Novo marco do seguro rural moderniza regras, fortalece indenizações e segue para sanção
Projeto aprovado pelo Congresso aperfeiçoa a subvenção ao prêmio, estabelece prazos para pagamento de sinistros e viabiliza o Fundo de Catástrofe em um cenário de baixa cobertura no campo
Publicado em: 08/09/2026 às 10:35hs
O Congresso Nacional concluiu a análise do Projeto de Lei 2.951/2024, que estabelece um novo marco regulatório para o seguro rural no Brasil. A proposta moderniza os instrumentos de proteção da produção agropecuária, aprimora o Programa de Subvenção ao Prêmio do Seguro Rural (PSR) e cria condições para a operacionalização do Fundo de Catástrofe.
Aprovado pelo Senado Federal com a manutenção do substitutivo da Câmara dos Deputados, o texto segue agora para sanção presidencial. A expectativa é ampliar a previsibilidade para produtores, seguradoras e agentes financeiros diante do aumento da frequência e da intensidade dos eventos climáticos no campo.
Projeto estabelece prazos para indenizações do seguro rural
Uma das principais mudanças é a definição de prazos máximos para a regulação dos sinistros e o pagamento das indenizações. A medida busca reduzir a insegurança enfrentada por produtores que dependem dos recursos para quitar compromissos financeiros e retomar a produção após perdas causadas pelo clima.
A proposta também passa a reconhecer o seguro rural como uma garantia nas operações de crédito.
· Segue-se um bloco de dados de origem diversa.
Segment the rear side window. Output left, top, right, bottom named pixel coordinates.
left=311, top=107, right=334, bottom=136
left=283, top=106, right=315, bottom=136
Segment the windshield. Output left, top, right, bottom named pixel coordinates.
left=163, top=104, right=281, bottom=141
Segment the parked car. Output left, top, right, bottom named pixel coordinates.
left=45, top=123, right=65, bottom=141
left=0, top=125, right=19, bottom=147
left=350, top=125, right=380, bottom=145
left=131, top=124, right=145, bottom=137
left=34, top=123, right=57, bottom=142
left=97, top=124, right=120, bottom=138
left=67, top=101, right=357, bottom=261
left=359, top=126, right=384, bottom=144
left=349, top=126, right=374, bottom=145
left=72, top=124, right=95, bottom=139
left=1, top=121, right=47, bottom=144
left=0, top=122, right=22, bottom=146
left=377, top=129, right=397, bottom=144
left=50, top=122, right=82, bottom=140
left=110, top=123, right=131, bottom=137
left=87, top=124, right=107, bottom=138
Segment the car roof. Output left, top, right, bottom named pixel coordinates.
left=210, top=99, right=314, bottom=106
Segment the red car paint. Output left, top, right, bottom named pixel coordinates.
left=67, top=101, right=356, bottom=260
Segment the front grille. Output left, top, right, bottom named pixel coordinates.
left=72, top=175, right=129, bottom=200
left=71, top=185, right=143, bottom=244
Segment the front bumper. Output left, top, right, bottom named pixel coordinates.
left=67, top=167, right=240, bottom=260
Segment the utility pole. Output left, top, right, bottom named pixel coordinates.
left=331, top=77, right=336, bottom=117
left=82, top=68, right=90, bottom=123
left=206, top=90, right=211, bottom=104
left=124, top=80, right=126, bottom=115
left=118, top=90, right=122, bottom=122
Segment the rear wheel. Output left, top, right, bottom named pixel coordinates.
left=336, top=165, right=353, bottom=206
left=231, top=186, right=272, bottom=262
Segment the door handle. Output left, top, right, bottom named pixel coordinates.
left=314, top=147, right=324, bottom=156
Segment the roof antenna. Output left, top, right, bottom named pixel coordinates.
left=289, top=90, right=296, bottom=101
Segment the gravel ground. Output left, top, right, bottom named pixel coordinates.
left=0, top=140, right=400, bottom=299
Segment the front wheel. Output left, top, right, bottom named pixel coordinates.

Com isso, produtores que contratarem cobertura poderão ter acesso a condições creditícias diferenciadas, estimulando a integração entre financiamento, gestão de riscos e proteção da atividade agropecuária.
Fundo de Catástrofe poderá cobrir riscos extraordinários
O novo marco altera as regras do Fundo de Catástrofe, que poderá contar com a participação da União, de seguradoras e de empresas do setor na condição de cotistas.
A estrutura deverá funcionar como uma reserva financeira destinada a atender aumentos excepcionais na demanda por indenizações, especialmente em situações de perdas generalizadas provocadas por seca, excesso de chuva, geada, granizo ou outros eventos de grande impacto.
Segundo a Frente Parlamentar da Agropecuária (FPA), o fundo poderá aumentar a capacidade do mercado segurador para absorver riscos extraordinários e oferecer maior estabilidade ao sistema.
Seguro rural tem menor cobertura em dez anos
A aprovação ocorre em um momento de cobertura limitada das lavouras brasileiras. Dados da Federação Nacional de Seguros Gerais (FenSeg) indicam que o PSR protegeu aproximadamente 3,2 milhões de hectares em 2025, menor extensão registrada em uma década.
O número corresponde a apenas 3,4% da área cultivada no País, evidenciando a distância entre a dimensão da produção agropecuária brasileira e o alcance atual do seguro rural.
O relatório do projeto também aponta que a agricultura acumulou perdas estimadas em R$ 216,6 bilhões entre 2013 e 2022. A estiagem foi identificada como a principal causa dos prejuízos, reforçando a necessidade de instrumentos capazes de reduzir a vulnerabilidade financeira dos produtores.
Recursos para o seguro rural ganham maior proteção
O texto determina a aplicação obrigatória de recursos no seguro rural quando houver fontes de compensação disponíveis. A medida pretende conferir maior estabilidade ao orçamento do programa e evitar interrupções na concessão da subvenção ao prêmio.
Por outro lado, a proposta retirou a possibilidade de transferir recursos remanescentes do Programa de Garantia da Atividade Agropecuária (Proagro) para o PSR.
A subvenção federal é considerada estratégica porque reduz parte do custo da apólice e facilita o acesso dos produtores à cobertura. Nos últimos anos, limitações orçamentárias e bloqueios de recursos comprometeram o alcance do programa.
Novo marco busca ampliar proteção ao produtor rural
O Projeto de Lei 2.951/2024 foi apresentado pela senadora Tereza Cristina e teve relatoria do senador Jaime Bagattoli no Senado. Na Câmara dos Deputados, o texto foi relatado pelo deputado Pedro Lupion.
Com a sanção presidencial, o novo marco poderá aumentar a segurança jurídica, agilizar indenizações e estimular a participação de produtores e seguradoras no mercado. A efetividade das mudanças, entretanto, dependerá da regulamentação e da disponibilidade contínua de recursos para subsidiar a contratação das apólices.
Diante do avanço dos riscos climáticos e das perdas bilionárias registradas na agricultura, a modernização do seguro rural surge como uma ferramenta essencial para proteger a renda, preservar a capacidade de investimento e dar maior estabilidade à produção agropecuária brasileira.